Generación de un tesauro de similitud multilingüe a partir de un corpus comparable a CLIR

María Teresa Martín Valdivia; Manuel García Vega; Fernando Martínez Santiago; Luis Alfonso Ureña López

Ayuda

Generación de un tesauro de similitud multilingüe a partir de un corpus comparable a CLIR

Autores: María Teresa Martín Valdivia , Manuel García Vega, Fernando Martínez Santiago , Luis Alfonso Ureña López
Localización: Procesamiento del lenguaje natural, ISSN 1135-5948, Nº. 28, 2002, págs. 55-62
Idioma: español
Enlaces
- Texto Completo Ejemplar
Resumen
- español
  En este trabajo se describe un nuevo enfoque para generar de manera automática un tesauro de similitud a través de un corpus comparable con el fin de aplicarlo a tareas de recuperación de información multilingüe. Aunque la disponibilidad de recursos lingüísticos es cada vez mayor, todavía hoy en día es dificil el acceso a algunos de ellos, sobre todo en ámbitos multilingües. Incluso, la propia complejidad de la tarea CLIR requiere el uso conjunto de varios recursos para aumentar la eficacia del sistema. Los corpus comparables son uno de estos recursos multilingües especialmente interesantes por su disponibilidad y por la posibilidad de generarlos automáticamente. Sin embargo, para que sean útiles deben estar alineados al menos a nivel de documento. Para llevar a cabo esta tarea, se han utilizado técnicas de clustering. Una vez que los documentos están alineados, se genera el tesauro de similitud a partir de ellos. Los experimentos realizados muestran que los tesauros de similitud multilingües son una buena alternativa cuando otros recursos más adecuados no están disponibles.
- English
  In this work, it is described a new approach to automatically generate a similarity thesaurus through a comparable corpus, with the aim of applying it to Cross Language Information Retrieval. Although the availability of linguistic resources is higher and higher, it is still difficult to heve access to some of them, above all on multilingual circles.
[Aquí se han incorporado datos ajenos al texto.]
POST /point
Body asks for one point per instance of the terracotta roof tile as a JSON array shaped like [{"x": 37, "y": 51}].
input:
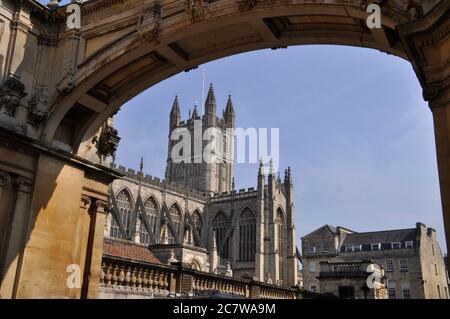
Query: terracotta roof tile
[{"x": 128, "y": 250}]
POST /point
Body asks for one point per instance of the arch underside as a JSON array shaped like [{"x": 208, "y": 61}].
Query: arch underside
[{"x": 122, "y": 60}]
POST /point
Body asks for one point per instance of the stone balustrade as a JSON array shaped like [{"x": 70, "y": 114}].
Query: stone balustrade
[{"x": 121, "y": 278}]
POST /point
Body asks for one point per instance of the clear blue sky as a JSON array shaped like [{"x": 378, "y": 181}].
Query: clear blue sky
[{"x": 353, "y": 127}]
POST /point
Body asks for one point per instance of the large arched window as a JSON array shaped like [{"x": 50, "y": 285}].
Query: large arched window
[
  {"x": 175, "y": 216},
  {"x": 280, "y": 224},
  {"x": 124, "y": 206},
  {"x": 198, "y": 225},
  {"x": 247, "y": 235},
  {"x": 220, "y": 224},
  {"x": 151, "y": 213}
]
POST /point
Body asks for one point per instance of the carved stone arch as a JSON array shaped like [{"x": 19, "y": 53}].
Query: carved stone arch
[
  {"x": 176, "y": 221},
  {"x": 130, "y": 193},
  {"x": 246, "y": 276},
  {"x": 195, "y": 264},
  {"x": 281, "y": 245},
  {"x": 152, "y": 214},
  {"x": 220, "y": 224},
  {"x": 198, "y": 225},
  {"x": 278, "y": 210},
  {"x": 121, "y": 223},
  {"x": 246, "y": 227}
]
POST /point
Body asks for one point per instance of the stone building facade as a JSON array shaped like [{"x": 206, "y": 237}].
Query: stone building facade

Even, the complexity itself of the ask CLIR requires the global use of several resources to increase the efficiency of the system. The comparable corpus are one of this multilingual resources specially interesting due to its availability and due do its chance to be generated automatically. However, in order to make these corpora useful, they should be aligned at least at document level. In order to carry out this task, clustering techniques have been used. Once the documents are aligned, the similarity thesaurus is generated from them. The accomplished experiments show that the multilingual similarity thesaurus are a good chance when other more suitable resources are not available.